Важно заметить, что мы не рассматриваем здесь те или иные отдельные эмоции, а говорим об эмоциях вообще. Это определяется особенностями нашего представления о том, что концепция «эмоций» соотносима с концепциями обыденной психологии (folk psychology). Данная позиция согласуется с идеей К. Х. Вандервулфа с соавторами (Vanderwolf et al., 1988): «Имеется мало научных оснований для общепринятого взгляда, согласно которому концепции обыденной психологии, такие как „эмоция“ или „мотивация“, действительно соответствуют анатомическим и функциональным образованиям мозга. Следовательно, традиционные психологические концепции часто служат в качестве вводящих в заблуждение инструкций для исследования мозгового контроля поведения»[18]. Эмоции рассматриваются нами не как специальное поведение, не как отдельные психические или специфические физиологические процессы (хотя некоторые процессы, например, изменение электрического сопротивления кожи или показателей активности сердца, могут часто связываться с появлением эмоций[19]), а как обозначение доступных индивиду субъективных переживаний (воспринимаемых с позиции первого лица, «first-person perspective»), которые являются характеристиками актуализации его опыта. С данным представлением, в свою очередь, согласуются убедительные теоретические аргументы и данные экспериментов других авторов (см.: Lindquist et al., 2013; Barrett, 2006) о том, что определенная эмоция (счастье, гнев, печаль и др.) обозначает не реально существующий объект или явление («natural kind»), а является категорией обыденного знания («common sense category»), которое соотносится с «широким рядом ментальных событий, различающихся физиологически, поведенчески, когнитивно и субъективно»[20].
Эмоция часто рассматривается как антагонист разума (Delgado, 1966; Davidson, 2000; de Sousa, 2003; и др.), отличительного признака сознания. Авторы указывают на связь сознания и процессов сличения характеристик текущих изменений среды с характеристиками сформированных моделей, т. е. параметров ожидаемых и реальных стимулов (см.: Иваницкий, 1999; Edelman, 1989; и др.). Представления единой концепции сознания и эмоций в самом общем виде не противоречат последнему утверждению. Однако существует серьезное препятствие на пути использования теоретических представлений, стоящих за этим утверждением, для разработки системных представлений о рациональном. Оно состоит в том, что подавляющее большинство авторов в развитии своих взглядов основываются на положениях более или менее модернизированного подхода «стимул – реакция». Кажущаяся необходимость использования понятия «стимул» отпадает при рассмотрении поведенческого акта не изолированно, а как компонента поведенческого континуума (Швырков, 1995) – последовательности актов, совершаемых индивидом на протяжении его жизни.
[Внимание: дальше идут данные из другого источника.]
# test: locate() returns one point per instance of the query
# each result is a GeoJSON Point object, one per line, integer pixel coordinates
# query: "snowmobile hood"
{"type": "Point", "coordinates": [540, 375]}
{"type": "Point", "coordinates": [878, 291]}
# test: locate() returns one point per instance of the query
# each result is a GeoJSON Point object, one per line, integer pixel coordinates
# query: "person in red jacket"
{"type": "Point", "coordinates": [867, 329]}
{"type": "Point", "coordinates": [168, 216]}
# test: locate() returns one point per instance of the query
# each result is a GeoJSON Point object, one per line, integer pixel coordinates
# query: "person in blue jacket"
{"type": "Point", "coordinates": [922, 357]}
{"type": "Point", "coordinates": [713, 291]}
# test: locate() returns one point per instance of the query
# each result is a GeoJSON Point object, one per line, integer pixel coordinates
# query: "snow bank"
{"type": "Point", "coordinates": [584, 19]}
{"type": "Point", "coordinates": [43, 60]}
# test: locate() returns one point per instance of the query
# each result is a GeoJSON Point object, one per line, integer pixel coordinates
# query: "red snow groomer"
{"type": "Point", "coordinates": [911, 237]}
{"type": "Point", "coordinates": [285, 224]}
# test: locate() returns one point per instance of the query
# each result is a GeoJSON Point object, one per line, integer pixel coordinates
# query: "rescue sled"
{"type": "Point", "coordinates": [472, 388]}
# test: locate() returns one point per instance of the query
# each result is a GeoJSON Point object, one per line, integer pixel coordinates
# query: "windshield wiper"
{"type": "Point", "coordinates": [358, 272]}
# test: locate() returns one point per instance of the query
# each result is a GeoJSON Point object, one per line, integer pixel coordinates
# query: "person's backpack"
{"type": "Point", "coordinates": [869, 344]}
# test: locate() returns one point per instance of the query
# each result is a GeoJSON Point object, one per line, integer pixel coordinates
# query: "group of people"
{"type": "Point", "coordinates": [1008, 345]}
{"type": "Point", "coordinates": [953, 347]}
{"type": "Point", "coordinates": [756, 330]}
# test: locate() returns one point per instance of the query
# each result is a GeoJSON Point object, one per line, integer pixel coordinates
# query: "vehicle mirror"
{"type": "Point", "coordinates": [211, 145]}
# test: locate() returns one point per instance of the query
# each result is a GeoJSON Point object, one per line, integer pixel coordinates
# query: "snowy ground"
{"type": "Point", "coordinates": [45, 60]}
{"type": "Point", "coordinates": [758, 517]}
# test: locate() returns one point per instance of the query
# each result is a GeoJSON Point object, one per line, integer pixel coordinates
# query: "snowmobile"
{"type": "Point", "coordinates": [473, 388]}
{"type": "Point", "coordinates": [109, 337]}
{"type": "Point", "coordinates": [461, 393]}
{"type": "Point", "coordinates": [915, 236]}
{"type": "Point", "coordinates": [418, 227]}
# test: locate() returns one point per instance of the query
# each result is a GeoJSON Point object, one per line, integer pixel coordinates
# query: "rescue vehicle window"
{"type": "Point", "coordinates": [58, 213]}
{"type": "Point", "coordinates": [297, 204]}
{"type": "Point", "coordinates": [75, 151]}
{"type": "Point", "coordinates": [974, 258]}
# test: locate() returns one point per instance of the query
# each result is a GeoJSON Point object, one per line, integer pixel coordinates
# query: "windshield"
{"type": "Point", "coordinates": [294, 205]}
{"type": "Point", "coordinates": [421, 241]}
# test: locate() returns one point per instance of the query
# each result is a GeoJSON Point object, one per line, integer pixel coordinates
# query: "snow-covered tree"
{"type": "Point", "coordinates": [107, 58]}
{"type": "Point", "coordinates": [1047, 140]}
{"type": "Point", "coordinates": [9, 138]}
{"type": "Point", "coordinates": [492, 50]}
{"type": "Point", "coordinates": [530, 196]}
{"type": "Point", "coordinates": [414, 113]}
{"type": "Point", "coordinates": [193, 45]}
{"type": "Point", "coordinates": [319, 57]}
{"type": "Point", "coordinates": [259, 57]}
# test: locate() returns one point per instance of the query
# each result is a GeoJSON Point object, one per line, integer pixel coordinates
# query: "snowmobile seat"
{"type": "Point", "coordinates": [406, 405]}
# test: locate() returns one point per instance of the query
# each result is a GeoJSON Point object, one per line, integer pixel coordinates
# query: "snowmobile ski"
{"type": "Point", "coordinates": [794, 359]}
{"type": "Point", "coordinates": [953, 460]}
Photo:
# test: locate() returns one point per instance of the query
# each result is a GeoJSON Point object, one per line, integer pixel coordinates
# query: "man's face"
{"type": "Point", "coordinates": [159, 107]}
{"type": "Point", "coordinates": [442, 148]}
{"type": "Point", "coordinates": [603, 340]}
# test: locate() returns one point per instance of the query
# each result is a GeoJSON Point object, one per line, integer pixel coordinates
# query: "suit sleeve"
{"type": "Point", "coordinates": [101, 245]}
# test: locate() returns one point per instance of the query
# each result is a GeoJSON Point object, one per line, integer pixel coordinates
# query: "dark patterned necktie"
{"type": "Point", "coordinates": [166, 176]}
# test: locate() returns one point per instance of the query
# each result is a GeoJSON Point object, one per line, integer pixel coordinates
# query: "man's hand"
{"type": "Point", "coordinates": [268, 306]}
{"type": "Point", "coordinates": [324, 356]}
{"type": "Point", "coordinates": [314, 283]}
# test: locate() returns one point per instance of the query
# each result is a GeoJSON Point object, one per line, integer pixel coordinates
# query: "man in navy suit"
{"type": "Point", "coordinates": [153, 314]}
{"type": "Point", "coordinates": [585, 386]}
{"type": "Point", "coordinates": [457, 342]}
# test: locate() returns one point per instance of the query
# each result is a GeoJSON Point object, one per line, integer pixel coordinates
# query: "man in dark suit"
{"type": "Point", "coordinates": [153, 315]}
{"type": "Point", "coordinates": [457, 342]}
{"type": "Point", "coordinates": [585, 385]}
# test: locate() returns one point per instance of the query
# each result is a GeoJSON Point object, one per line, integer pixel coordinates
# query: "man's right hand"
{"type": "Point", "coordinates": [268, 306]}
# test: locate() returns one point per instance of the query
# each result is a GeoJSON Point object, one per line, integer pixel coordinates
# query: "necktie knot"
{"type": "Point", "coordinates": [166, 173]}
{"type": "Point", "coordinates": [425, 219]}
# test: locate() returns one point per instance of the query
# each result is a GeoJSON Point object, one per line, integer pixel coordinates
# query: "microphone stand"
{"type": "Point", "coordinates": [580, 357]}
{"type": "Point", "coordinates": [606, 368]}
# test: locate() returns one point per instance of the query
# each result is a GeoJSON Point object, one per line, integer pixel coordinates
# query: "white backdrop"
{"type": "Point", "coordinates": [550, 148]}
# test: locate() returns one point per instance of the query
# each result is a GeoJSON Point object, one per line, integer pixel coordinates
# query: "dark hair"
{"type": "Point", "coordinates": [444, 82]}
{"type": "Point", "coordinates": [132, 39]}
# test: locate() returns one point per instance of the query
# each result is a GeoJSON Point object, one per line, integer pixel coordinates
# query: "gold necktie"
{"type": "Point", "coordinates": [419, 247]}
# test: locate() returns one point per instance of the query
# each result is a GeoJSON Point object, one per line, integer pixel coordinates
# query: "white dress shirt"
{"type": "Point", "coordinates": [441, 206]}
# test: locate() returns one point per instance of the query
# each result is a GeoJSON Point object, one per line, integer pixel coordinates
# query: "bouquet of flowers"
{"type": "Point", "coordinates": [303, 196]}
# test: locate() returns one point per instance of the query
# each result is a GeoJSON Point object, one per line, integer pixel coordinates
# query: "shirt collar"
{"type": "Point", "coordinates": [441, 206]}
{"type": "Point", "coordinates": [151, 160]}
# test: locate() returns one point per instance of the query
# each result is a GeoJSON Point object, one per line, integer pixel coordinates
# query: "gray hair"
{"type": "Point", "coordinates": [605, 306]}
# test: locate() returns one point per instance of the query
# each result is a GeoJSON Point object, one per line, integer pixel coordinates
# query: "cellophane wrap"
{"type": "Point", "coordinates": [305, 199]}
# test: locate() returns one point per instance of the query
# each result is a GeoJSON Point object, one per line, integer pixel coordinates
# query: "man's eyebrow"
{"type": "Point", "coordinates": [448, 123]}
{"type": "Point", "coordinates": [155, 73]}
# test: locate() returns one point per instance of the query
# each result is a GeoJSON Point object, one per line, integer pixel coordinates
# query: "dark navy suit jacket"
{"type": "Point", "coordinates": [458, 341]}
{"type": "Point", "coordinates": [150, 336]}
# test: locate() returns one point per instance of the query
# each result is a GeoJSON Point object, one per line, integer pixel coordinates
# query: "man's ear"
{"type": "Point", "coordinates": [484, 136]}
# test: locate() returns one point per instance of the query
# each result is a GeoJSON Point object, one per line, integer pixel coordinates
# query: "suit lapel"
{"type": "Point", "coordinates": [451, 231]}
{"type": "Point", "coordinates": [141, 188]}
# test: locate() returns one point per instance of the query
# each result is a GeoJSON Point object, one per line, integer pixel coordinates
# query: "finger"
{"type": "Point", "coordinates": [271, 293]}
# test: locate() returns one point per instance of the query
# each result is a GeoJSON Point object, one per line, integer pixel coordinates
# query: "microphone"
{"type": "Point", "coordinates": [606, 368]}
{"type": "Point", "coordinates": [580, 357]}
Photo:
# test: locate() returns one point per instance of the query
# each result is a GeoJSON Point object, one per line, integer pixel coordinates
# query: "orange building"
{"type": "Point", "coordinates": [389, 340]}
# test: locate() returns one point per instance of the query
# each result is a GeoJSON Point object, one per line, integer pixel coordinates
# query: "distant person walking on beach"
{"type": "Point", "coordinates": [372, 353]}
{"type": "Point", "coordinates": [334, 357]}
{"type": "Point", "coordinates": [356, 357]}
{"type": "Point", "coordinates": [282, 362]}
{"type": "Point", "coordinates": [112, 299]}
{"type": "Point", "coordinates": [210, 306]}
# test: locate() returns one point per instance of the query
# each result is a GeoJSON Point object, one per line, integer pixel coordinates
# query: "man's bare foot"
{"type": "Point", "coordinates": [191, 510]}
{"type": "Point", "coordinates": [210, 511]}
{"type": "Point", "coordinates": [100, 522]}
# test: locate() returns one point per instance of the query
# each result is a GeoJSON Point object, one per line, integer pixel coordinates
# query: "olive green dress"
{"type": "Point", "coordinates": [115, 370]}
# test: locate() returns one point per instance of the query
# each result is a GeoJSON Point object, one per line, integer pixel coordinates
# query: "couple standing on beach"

Каждый следующий акт в континууме реализуется после достижения и оценки результата предыдущего. Эта оценка – необходимая часть процессов организации следующего акта, которые, таким образом, могут быть рассмотрены как трансформационные или процессы перехода от одного акта к другому. Места для стимула в таком континууме нет. С теми изменениями среды, которые традиционно рассматриваются как стимул для данного акта, информационно связано предыдущее поведение, в рамках которого эти изменения ожидались, предвиделись в составе модели будущего результата – цели.